Opinion
January 21, 1947 Rehearing Denied February 6, 1947
An appeal from the Circuit Court for Dade County, Stanley Milledge, Judge.
Cleveland, Sibley Davis, for appellant.
Thomas H. Anderson, for appellee.
This appeal brings for review final decree entered pursuant to bill of complaint, decree pro confesso timely entered after due notice to defendant that same would be applied for, and testimony taken.
We have here two questions, the answers to which control the disposition of the appeal, viz:
(1) Do the allegations of the bill of complaint state a cause, or causes, of action cognizable in equity?
(2) Does the relief awarded in the decree fall within the purview of the allegations of the bill of complaint?
Both questions must be answered in the affirmative.
Section 28, Florida Chancery Act provides, inter alia:
"Every bill of complaint shall be considered to pray for general relief."
It, therefore, follows that if the allegations of the bill of complaint are sufficient to show that the complainant is entitled to any relief in equity, it must be held that the bill contains equity.
It is true that the bill of complaint sought relief which, assuming the allegations of the bill to be true, it could have had at law; but the equitable relief which the allegations showed the plaintiff to be entitled to and the relief which might otherwise have only been had at law grew out of a single transaction which was divided into the two parts. Therefore, when equity assumes jurisdiction to grant relief in equity it will proceed with the determination of all matters pending between the parties properly presented. Commercial Bank v. First Nat. Bank, 75 Fla. 634, 79 So. 446; Szabo v. Speckman, 73 Fla. 374, 74 So. 411, L.R.A. 1917D, 357; Donegan v. Baker, etc. Co., 73 Fla. 241, 74 So. 202; Farrell v. Forest Inv. Co., 73 Fla. 191, 74 So. 216, 1 A.L.R. 25; Leesburg State Bank v. Lyle, 99 Fla. 535, 126 So. 791; Commercial Bank v. First Nat. Bank, 80 Fla. 685, 87 So. 315; Ringling Estates v. White, 105 Fla. 581, 141 So. 884; Etter v. State Bank, 76 Fla. 203, 79 So. 724, 726.

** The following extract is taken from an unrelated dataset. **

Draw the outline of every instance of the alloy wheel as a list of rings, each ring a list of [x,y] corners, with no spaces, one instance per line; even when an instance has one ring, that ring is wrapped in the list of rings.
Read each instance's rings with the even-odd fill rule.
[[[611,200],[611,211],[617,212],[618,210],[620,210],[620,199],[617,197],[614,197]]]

The allegations of the bill show that plaintiff was entitled to an accounting. They show that it was entitled to have the lease adjudged forfeited for breach of its covenants and was entitled to have certain personal property remain in the building where it was located and to an injunction prohibiting its removal therefrom. As incidental to this relief it was entitled to be put in possession of the leased premises and of the personal property which is referred to in the lease and described in the bill of sale which constituted parts of the transaction between the parties.
In this case the court did not in terms grant all the relief that the allegations of the bill of complaint and the proof warranted but such relief as was granted by the decree is within the purview of the allegations of the bill of complaint and sufficiently disposes of the rights of the parties as shown by the pleading and proof.
Therefore, the decree is affirmed.
So ordered.
THOMAS, C.J., ADAMS and BARNS, J.J., concur.